Learning and repeated decision-making in mobility

Learning and repeated decision-making

One of the problems I am interested in studying is learning behavioral dynamics of humans: can we learn how people make decisions (i.e. how people learn), and can we use the corresponding models to predict what their future decisions will be? To answer these questions, I use the framework of of sequential decision-making to model the learning process and decision-making process of humans. Players making repeated decisions, in which they learn over time to optimize their choices, can be efficiently modeled by a sequential process in which they optimize a payoff function at each step, linked to the “reward” they experience. The techniques developed leverage known models, such as the replicator dynamics and the hedge algorithm. In order to understand if these decision-making process models converge to an equilibrium (or not), we use optimization methods commonly developed in machine learning, such as mirror descent and stochastic gradient descent. Depending on the assumptions made on the learning process humans use to make their decisions, we prove convergence of these processes to a set of equilibria (in some cases Nash equilibria of an underlying game). The more specific the assumptions on the learning process humans use, the more guarantees there is for the type of convergence (i.e. on average, no-regret, almost surely etc.), and potentially for convergence rates. For illustration purposes, we have implemented an online gaming framework on Mechanical Turk (Amazon’s crowdsourcing service for parallelizable tasks). In this online game (see video to gain a better understanding of the experiments), distributed online players use Mechanical Turk to play against each other, while we watch the convergence rate of their game, and use our algorithms to predict the decisions they will make, based on what we observed they did in the past. The results are very exciting, humans indeed converge to the equilibria predicted by our models, and the learning rates we infer are representative of their behavior well enough to predict a few steps their future actions in time. This type of work has numerous applications, in particular systems in which players (for example companies such as Waze/Google, INRIX, Apple Maps, routing motorists running their apps) compete for a given resource selfishly (for example road capacity), and improve their decision making process over time by learning the dynamics of their agents (motorists).
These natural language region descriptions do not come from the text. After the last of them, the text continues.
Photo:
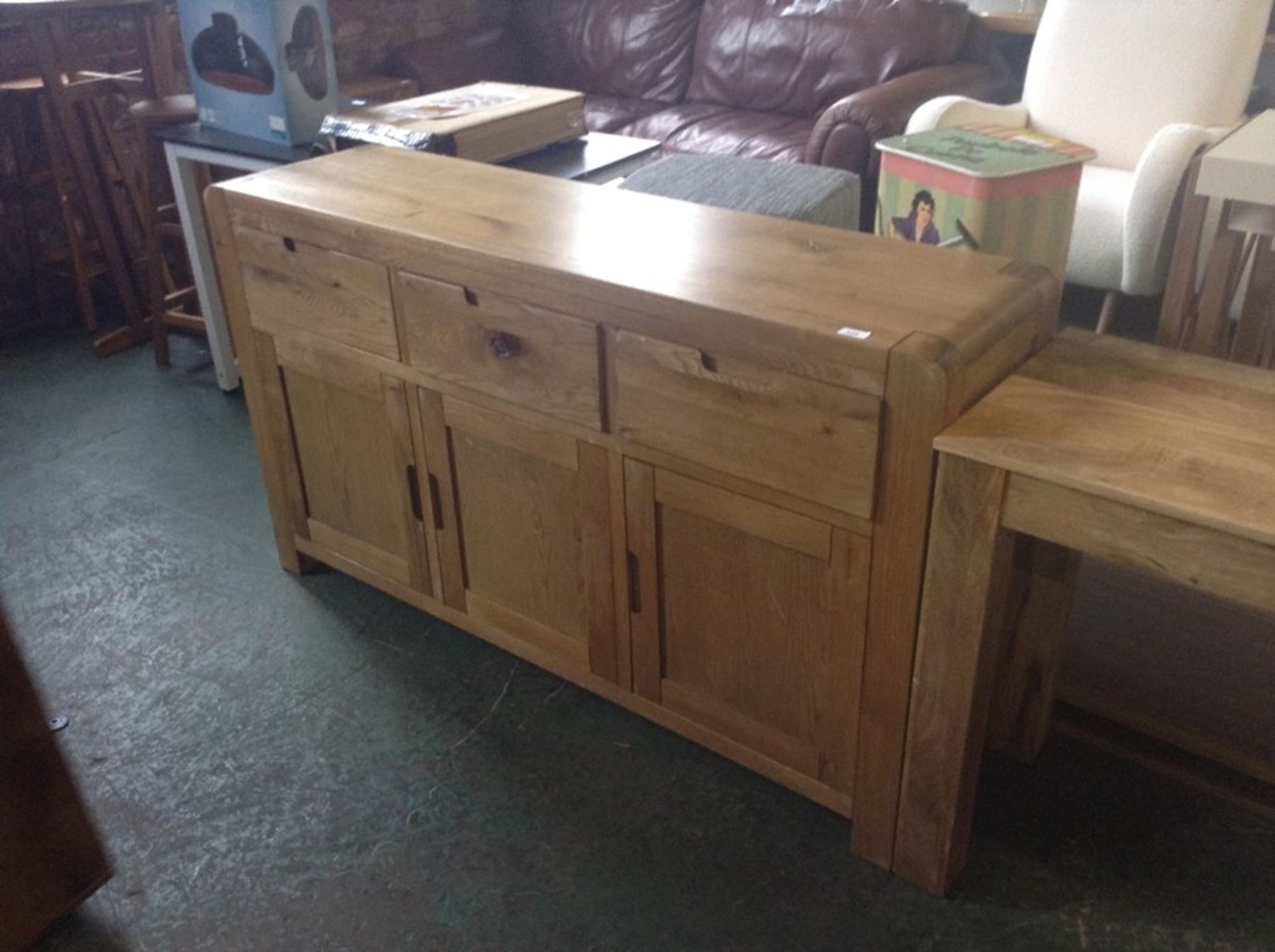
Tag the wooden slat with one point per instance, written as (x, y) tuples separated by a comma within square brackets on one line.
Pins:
[(528, 630), (371, 557), (837, 733)]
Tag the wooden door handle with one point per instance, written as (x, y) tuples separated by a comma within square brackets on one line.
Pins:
[(435, 500), (414, 487), (634, 584), (505, 346)]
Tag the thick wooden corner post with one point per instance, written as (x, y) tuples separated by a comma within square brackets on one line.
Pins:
[(263, 388), (916, 410), (958, 649)]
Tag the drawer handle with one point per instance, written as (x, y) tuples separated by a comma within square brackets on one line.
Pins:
[(505, 346)]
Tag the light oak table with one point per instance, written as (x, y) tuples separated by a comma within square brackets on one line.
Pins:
[(1135, 454), (679, 455), (1238, 177)]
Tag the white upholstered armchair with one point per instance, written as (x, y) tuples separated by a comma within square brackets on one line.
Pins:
[(1146, 83)]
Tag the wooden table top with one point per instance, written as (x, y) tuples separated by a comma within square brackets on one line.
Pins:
[(1186, 436), (718, 267)]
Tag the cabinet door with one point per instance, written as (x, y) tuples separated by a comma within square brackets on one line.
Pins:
[(748, 619), (359, 476), (526, 532)]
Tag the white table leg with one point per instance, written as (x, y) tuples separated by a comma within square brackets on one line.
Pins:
[(183, 162)]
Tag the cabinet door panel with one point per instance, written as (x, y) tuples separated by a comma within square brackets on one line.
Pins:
[(752, 623), (529, 520), (355, 454)]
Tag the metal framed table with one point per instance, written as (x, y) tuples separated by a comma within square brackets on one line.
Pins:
[(596, 159)]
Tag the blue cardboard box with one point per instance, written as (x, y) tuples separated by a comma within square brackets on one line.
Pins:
[(260, 68)]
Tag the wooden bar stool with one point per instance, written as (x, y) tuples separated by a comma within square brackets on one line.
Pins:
[(1155, 460), (94, 159), (171, 299), (44, 180)]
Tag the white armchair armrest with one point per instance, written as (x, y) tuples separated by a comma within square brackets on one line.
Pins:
[(959, 110), (1157, 179)]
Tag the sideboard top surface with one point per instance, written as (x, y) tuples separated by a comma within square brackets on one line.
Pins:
[(831, 295)]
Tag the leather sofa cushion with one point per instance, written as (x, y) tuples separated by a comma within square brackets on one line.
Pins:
[(800, 56), (460, 60), (630, 48), (709, 129), (606, 114)]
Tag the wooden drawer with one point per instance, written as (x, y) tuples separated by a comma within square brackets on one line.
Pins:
[(811, 440), (291, 285), (497, 346)]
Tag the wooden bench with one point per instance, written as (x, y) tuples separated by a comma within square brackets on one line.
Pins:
[(1148, 458)]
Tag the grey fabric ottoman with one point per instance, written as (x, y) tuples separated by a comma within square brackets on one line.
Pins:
[(780, 189)]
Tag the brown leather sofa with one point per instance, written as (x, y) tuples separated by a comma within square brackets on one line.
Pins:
[(794, 80)]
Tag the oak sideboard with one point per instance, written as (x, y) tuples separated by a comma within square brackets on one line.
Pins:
[(680, 457)]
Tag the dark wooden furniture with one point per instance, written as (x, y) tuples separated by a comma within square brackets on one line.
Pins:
[(50, 856), (679, 455), (95, 161)]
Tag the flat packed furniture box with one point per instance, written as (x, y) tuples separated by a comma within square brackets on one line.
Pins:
[(483, 123), (815, 82), (260, 68), (675, 454), (1006, 191)]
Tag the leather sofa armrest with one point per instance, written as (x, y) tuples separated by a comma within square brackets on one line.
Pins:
[(460, 59), (847, 131), (845, 134)]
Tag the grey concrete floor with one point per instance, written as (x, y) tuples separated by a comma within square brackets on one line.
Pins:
[(284, 763)]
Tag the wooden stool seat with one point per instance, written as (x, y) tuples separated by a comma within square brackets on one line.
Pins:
[(173, 297), (25, 109), (166, 111), (1153, 459)]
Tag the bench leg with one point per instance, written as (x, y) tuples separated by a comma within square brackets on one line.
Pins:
[(1045, 578), (958, 649)]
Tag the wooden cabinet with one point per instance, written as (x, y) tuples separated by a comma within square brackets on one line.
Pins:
[(525, 529), (359, 478), (748, 619), (801, 436), (677, 455)]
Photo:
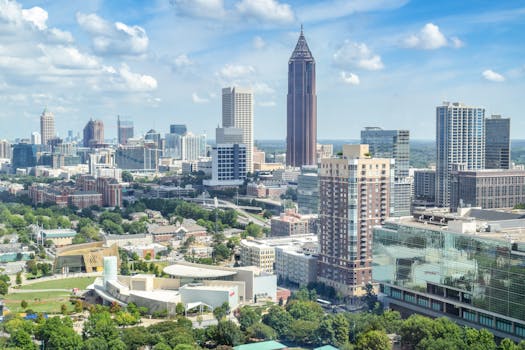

The Routing Game Experiment with Walid Krichene

Learning and modeling behavioral changes in transportation networks

I am interested in studying the use of distributed networks to model large-scale mobility patterns in urban environments. Several scales of the problem are challenging and interesting. At super large scale, we have studied the integration of cell tower records data (mainly CDR data) into user equilibrium models, to perform user equilibrium inference using a new approached called cellpath. At this scale, I am also interested in understanding the effect of massive adoption of new services (for example routing services like Waze/Google, INRIX, Apple Maps, or Mobility as a Service (MaaS) apps) on congestion. In particular, I am interested in understanding how selfish routing algorithms contribute to redistribute traffic in previously uncongested areas, and what impact they have on overall optimality of traffic. At smaller scales, we have used filtering and estimation techniques to integrate GPS and mobile data into traffic flow models, following work started with the Mobile Millennium project [URL], which is still ongoing and the focus of great interest. Using the same types of models (networks of hyperbolic PDEs discretized with the Godunov scheme), we have created adjoint-based optimal control schemes to produce “on demand” congestion patterns, showing that with proper design of cost functions, one can create near-arbitrary patterns in time-space diagrams. We illustrated this by creating “Cal” logo looking time-space diagrams, Go Bears! More recently, my work has focused on modeling Mobility as a Service (MaaS) companies such as Lyft and Uber using Jackson networks, to study the problems of rebalancing fleets and surge pricing. Using convex optimization though block-coordinate descent, I have created new modeling frameworks to characterize the impact of cyberattacks on MaaS companies (for example through fake reservation requests to capture competitor’s rides).